Statements in this release which are not historical facts are forward-looking statements.  All forward-looking statements involve risks and uncertainties which could affect the Group’s actual results and could cause their actual results to differ materially from those expressed in any forward-looking statements made by, or on behalf of, the Group.  Any forward-looking statements and information contained in this release are made as of the date hereof and the Group undertakes no obligation to update publicly or revise any forward-looking statements or information, whether as a result of new information, future events or otherwise, unless so required by applicable securities laws.

 

In member states of the European Economic Area, this release (and any offer of the securities referred to herein if made subsequently) is only addressed to and directed at persons who are  “qualified investors” within the meaning of Article 2(e) of Regulation (EU) 2017/1129 (as amended, the “Prospectus Regulation”) or, if resident in the United Kingdom, at persons who are qualified investors within the meaning of Article 2(e) of the Prospectus Regulation as it forms part of United Kingdom domestic law by virtue of the European Union (Withdrawal) Act 2018, as applicable.

 

This release is directed only at persons who (i) are outside the United Kingdom, (ii) have professional experience in matters relating to investments falling within Article 19(5) of the Financial Services and Markets Act 2000 (Financial Promotion) Order 2005 (as amended, the “Financial Promotion Order”), (iii) fall within Article 49(2)(a) to (d) (high net worth companies, unincorporated associations, etc.) of the Financial Promotion Order, or (iv) to whom an invitation or inducement to engage in investment activity (within the meaning of Section 21 of the Financial Services and Markets Act 2000) in connection with the issue or sale of securities may otherwise be lawfully communicated or caused to be communicated (all such persons together being referred to as “relevant persons”).
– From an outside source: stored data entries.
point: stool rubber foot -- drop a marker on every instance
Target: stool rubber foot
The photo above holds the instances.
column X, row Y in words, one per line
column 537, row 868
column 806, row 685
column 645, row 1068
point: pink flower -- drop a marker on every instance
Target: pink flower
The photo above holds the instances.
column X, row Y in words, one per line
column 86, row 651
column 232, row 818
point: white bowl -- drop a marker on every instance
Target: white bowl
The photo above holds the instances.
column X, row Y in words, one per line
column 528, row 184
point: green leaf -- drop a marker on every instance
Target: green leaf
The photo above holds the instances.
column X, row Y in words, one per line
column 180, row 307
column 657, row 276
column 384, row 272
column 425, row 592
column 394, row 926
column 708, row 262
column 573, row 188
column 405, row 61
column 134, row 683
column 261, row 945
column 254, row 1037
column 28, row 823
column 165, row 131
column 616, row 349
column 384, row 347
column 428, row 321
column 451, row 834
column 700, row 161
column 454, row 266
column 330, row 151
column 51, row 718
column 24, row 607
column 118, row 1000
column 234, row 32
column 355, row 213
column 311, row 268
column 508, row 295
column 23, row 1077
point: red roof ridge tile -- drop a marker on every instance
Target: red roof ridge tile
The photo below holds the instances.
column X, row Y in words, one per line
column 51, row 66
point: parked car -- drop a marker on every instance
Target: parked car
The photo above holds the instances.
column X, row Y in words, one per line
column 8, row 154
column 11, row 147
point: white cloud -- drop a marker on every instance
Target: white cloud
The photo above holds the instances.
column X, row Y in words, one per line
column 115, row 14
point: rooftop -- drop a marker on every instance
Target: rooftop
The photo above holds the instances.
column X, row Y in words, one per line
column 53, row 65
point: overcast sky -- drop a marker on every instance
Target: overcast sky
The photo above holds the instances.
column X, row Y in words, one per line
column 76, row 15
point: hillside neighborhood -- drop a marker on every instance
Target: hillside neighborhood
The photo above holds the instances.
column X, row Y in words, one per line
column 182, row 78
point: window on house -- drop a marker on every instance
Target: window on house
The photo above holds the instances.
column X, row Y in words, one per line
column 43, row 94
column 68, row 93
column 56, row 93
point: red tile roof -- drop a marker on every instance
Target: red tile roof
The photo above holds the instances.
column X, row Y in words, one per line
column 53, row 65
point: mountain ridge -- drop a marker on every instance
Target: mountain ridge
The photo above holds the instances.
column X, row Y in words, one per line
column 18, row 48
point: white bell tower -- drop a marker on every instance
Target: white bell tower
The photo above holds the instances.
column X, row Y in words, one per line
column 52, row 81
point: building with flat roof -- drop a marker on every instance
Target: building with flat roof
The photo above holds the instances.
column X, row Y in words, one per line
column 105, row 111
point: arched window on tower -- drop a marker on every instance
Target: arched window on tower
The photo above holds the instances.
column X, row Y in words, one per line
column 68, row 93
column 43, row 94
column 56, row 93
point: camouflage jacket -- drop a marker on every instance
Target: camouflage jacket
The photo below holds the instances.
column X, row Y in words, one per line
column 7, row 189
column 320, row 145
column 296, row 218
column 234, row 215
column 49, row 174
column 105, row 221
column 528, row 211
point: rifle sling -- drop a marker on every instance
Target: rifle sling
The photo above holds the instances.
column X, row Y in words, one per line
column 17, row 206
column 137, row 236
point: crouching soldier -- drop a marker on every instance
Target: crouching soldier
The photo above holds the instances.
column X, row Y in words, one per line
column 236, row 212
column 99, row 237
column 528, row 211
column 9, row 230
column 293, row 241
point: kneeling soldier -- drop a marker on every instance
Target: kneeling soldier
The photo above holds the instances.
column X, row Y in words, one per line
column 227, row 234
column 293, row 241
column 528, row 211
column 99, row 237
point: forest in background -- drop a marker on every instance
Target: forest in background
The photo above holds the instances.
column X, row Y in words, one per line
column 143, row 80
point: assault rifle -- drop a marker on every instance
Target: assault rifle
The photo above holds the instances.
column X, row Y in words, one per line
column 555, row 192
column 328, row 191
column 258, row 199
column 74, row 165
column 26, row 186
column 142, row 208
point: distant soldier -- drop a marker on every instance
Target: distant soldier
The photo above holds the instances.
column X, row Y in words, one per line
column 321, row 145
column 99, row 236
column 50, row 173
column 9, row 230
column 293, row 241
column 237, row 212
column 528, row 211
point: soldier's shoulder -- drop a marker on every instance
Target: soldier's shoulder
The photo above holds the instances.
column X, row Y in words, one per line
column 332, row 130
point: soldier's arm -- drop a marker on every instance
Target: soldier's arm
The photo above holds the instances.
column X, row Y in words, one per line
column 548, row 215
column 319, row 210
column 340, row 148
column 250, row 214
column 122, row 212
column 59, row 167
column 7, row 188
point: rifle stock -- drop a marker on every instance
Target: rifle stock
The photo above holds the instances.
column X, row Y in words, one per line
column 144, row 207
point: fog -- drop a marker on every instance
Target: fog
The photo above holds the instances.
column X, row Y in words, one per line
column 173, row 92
Any investment activity to which this communication relates will only be available to and will only be engaged with, relevant persons.  Any person who is not a relevant person should not act or rely on this document or any of its contents.

 

In connection with the issuance of the Notes, the stabilizing manager (or any person acting on behalf of the stabilizing manager) may over-allot the Notes or effect transactions with a view to supporting the market price of the Notes at a level higher than that which might otherwise prevail for a limited period after the issue date. However, there is no obligation or assurance that the stabilizing manager (or any person acting on behalf of the stabilizing manager) will undertake stabilization action.  Any stabilization action may begin on or after the date on which adequate public disclosure of the terms of the offer of the Notes is made and, if commenced, may be discontinued at any time and must be brought to an end no later than the earlier of 30 days after the issue date of the Notes and 60 days after the date of allotment of the Notes.  Any stabilization action or over-allotment must be conducted by the stabilizing manager (or person acting on behalf of the stabilizing manager) in accordance with all applicable laws and rules.

 

The initial purchasers are acting on behalf of the Issuer and no one else in connection with any offering of the Notes and will not be responsible to any other person for providing the protections afforded to clients of the respective initial purchasers nor for providing advice in relation to any offering of the Notes.